Scott Zwiren began his college studies at Colgate University. After falling into a severe depression in his freshman year he came home to Brooklyn and finished his BFA at NYU in film production.
However, upon graduation, the depression, accompanied with mania, was the cause of a subway suicide attempt that took his right arm and right leg below the knee. After switching to the left hand and learning how to walk with a prosthesis, he was placed in Bridge housing in 1988. For the next 10 years he would continue hospital visits for what was sometimes 10 months of depression and 2 months of mania.
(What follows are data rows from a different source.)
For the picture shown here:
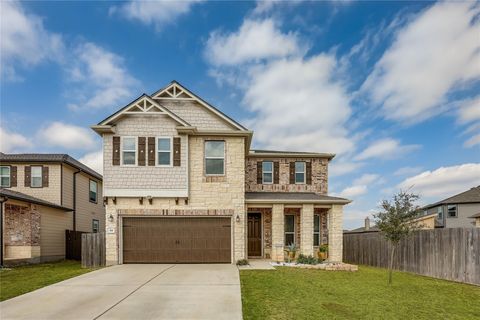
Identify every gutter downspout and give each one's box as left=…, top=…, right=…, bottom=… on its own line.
left=73, top=170, right=82, bottom=231
left=0, top=197, right=8, bottom=269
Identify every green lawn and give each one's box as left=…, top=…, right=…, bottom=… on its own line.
left=240, top=267, right=480, bottom=320
left=0, top=260, right=93, bottom=301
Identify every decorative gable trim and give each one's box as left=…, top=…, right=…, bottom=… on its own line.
left=94, top=94, right=190, bottom=128
left=152, top=80, right=247, bottom=131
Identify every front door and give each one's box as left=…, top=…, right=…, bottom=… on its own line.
left=248, top=213, right=262, bottom=257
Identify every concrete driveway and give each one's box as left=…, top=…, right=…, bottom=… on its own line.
left=0, top=264, right=242, bottom=320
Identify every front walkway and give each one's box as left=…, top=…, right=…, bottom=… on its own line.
left=0, top=264, right=242, bottom=320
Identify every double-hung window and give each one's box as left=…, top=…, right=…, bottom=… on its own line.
left=205, top=140, right=225, bottom=176
left=92, top=219, right=100, bottom=233
left=88, top=180, right=97, bottom=203
left=157, top=138, right=172, bottom=166
left=295, top=161, right=305, bottom=184
left=285, top=214, right=295, bottom=246
left=30, top=166, right=42, bottom=188
left=313, top=214, right=320, bottom=246
left=0, top=166, right=12, bottom=188
left=447, top=204, right=457, bottom=218
left=262, top=161, right=273, bottom=184
left=122, top=137, right=137, bottom=166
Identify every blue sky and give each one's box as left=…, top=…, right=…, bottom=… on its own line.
left=0, top=1, right=480, bottom=228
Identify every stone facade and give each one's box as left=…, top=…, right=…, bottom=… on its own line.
left=106, top=136, right=247, bottom=264
left=4, top=202, right=40, bottom=259
left=245, top=157, right=328, bottom=194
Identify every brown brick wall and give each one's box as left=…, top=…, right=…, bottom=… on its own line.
left=245, top=157, right=328, bottom=194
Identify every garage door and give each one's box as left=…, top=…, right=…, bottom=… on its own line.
left=123, top=217, right=231, bottom=263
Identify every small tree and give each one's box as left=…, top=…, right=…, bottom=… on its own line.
left=373, top=191, right=419, bottom=284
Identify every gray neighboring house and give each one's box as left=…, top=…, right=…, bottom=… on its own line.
left=423, top=186, right=480, bottom=228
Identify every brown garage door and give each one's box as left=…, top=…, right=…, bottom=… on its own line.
left=123, top=217, right=231, bottom=263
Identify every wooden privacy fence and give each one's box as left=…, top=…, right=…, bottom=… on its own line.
left=343, top=228, right=480, bottom=285
left=82, top=232, right=105, bottom=268
left=65, top=230, right=84, bottom=261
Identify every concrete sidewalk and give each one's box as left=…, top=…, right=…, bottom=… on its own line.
left=0, top=264, right=242, bottom=320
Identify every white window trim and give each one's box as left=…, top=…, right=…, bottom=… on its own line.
left=155, top=136, right=173, bottom=168
left=313, top=213, right=322, bottom=247
left=120, top=136, right=138, bottom=167
left=30, top=166, right=43, bottom=188
left=295, top=161, right=307, bottom=184
left=203, top=140, right=227, bottom=177
left=262, top=161, right=275, bottom=184
left=447, top=204, right=458, bottom=218
left=88, top=179, right=98, bottom=203
left=283, top=213, right=297, bottom=246
left=0, top=166, right=12, bottom=188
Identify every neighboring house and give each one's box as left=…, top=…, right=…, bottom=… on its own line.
left=0, top=153, right=105, bottom=262
left=423, top=186, right=480, bottom=228
left=92, top=81, right=349, bottom=264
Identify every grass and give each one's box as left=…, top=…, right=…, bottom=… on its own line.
left=0, top=260, right=93, bottom=301
left=240, top=267, right=480, bottom=320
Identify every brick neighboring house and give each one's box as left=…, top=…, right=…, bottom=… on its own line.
left=0, top=153, right=105, bottom=264
left=92, top=81, right=350, bottom=264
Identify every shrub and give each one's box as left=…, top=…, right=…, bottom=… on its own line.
left=297, top=254, right=318, bottom=264
left=237, top=259, right=248, bottom=266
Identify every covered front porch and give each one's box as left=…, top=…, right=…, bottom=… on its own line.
left=245, top=192, right=350, bottom=262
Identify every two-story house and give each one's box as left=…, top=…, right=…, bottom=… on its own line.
left=0, top=153, right=105, bottom=263
left=92, top=81, right=349, bottom=264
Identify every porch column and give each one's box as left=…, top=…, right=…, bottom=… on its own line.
left=328, top=204, right=343, bottom=262
left=272, top=204, right=285, bottom=261
left=300, top=204, right=313, bottom=256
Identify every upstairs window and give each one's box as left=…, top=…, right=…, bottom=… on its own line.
left=0, top=166, right=11, bottom=188
left=313, top=214, right=320, bottom=247
left=122, top=137, right=137, bottom=166
left=88, top=180, right=97, bottom=203
left=285, top=214, right=295, bottom=246
left=447, top=204, right=457, bottom=218
left=295, top=161, right=305, bottom=184
left=205, top=140, right=225, bottom=176
left=30, top=166, right=42, bottom=188
left=262, top=161, right=273, bottom=184
left=157, top=138, right=172, bottom=166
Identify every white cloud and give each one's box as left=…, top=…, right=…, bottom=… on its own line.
left=398, top=163, right=480, bottom=200
left=339, top=185, right=368, bottom=199
left=78, top=150, right=103, bottom=174
left=355, top=138, right=420, bottom=160
left=68, top=42, right=139, bottom=111
left=393, top=167, right=422, bottom=176
left=0, top=128, right=33, bottom=153
left=205, top=19, right=302, bottom=66
left=37, top=122, right=97, bottom=150
left=362, top=2, right=480, bottom=122
left=0, top=1, right=63, bottom=80
left=109, top=0, right=201, bottom=31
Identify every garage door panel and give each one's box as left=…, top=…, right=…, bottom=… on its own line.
left=123, top=217, right=231, bottom=263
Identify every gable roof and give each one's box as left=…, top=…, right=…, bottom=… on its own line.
left=151, top=80, right=248, bottom=131
left=424, top=186, right=480, bottom=209
left=0, top=152, right=103, bottom=181
left=93, top=93, right=190, bottom=129
left=0, top=188, right=73, bottom=211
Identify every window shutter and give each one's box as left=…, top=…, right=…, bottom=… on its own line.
left=173, top=137, right=181, bottom=167
left=10, top=166, right=17, bottom=187
left=290, top=161, right=295, bottom=184
left=42, top=166, right=48, bottom=188
left=305, top=162, right=312, bottom=184
left=148, top=137, right=155, bottom=166
left=257, top=161, right=263, bottom=184
left=25, top=166, right=32, bottom=187
left=273, top=161, right=280, bottom=184
left=137, top=137, right=147, bottom=166
left=112, top=137, right=120, bottom=166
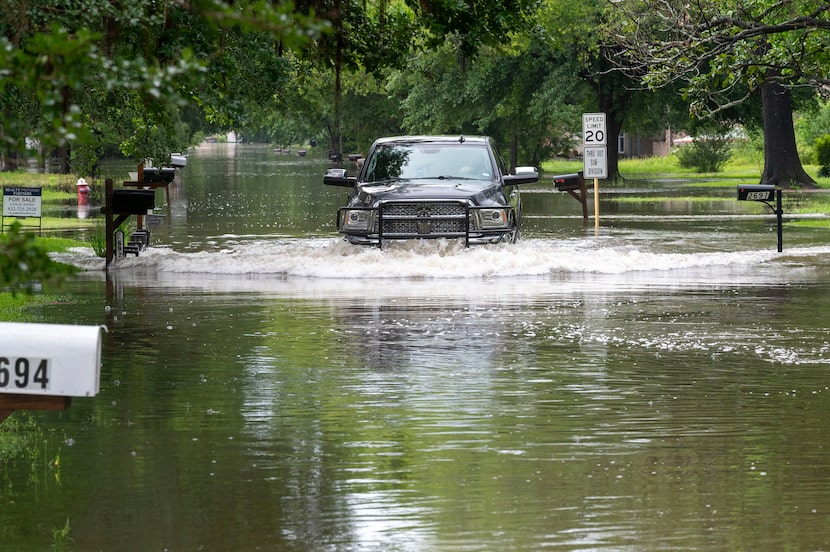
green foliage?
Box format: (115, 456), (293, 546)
(0, 221), (60, 293)
(0, 0), (328, 169)
(675, 136), (732, 173)
(815, 134), (830, 176)
(606, 0), (830, 115)
(0, 411), (44, 467)
(52, 518), (73, 552)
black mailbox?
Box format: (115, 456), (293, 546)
(110, 190), (156, 215)
(141, 167), (176, 184)
(738, 184), (775, 201)
(553, 173), (580, 192)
This decade is described in the book God Head published by Dalkey Archives Press that Zwiren wrote during a period when the mood swings were less severe. The title of the book refers to the psychosis that makes a person believe that they are somehow a divinity. The book won the Barnes and Nobles Discovery Award for an outstanding debut novel and was reviewed by the New York Times. Zwiren is one of the original members of the Bridge Artists Group and Poetry project. The Village Voice article on the group and the work done at MoMA led to Zwiren's self-portrait placed into the VSA calender 2008-2009 that was sponsored by the Kennedy Center and the N.Y.C. Mayoral office.
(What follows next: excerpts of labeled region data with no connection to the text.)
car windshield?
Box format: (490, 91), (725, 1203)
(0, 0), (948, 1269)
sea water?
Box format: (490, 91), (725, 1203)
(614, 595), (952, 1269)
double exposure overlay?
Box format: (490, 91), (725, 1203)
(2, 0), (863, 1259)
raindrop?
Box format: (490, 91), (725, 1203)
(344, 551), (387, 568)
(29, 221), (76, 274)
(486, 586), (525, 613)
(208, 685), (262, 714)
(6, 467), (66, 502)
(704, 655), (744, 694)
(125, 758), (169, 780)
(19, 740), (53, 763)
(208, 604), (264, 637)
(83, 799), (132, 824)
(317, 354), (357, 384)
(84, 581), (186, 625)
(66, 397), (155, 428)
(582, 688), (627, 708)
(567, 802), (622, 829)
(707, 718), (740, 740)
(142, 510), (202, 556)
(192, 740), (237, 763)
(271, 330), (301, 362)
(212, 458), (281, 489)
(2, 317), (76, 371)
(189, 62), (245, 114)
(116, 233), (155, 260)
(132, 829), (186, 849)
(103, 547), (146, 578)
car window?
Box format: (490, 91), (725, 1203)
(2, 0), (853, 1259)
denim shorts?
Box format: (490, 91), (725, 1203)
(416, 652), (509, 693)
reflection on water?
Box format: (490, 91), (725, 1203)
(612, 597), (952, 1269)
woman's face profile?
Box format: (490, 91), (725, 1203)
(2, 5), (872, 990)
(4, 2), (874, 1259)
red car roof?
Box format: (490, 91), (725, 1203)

Zwiren says that there were times that the money earned by Bridge art shows was the only buffer against having no funds at all because of manic spending. He says that his progress can be depicted in two sentences. In one of the first Bridge art shows when asked to speak he simply said: "This is the first morning I was glad to get up." and now, "I have found a combination of words with picture projects that use all the disciplines I have studied. I can say I am finally doing what I set out to do 20 years ago and it is because The Bridge allowed me continual care and the time to do it."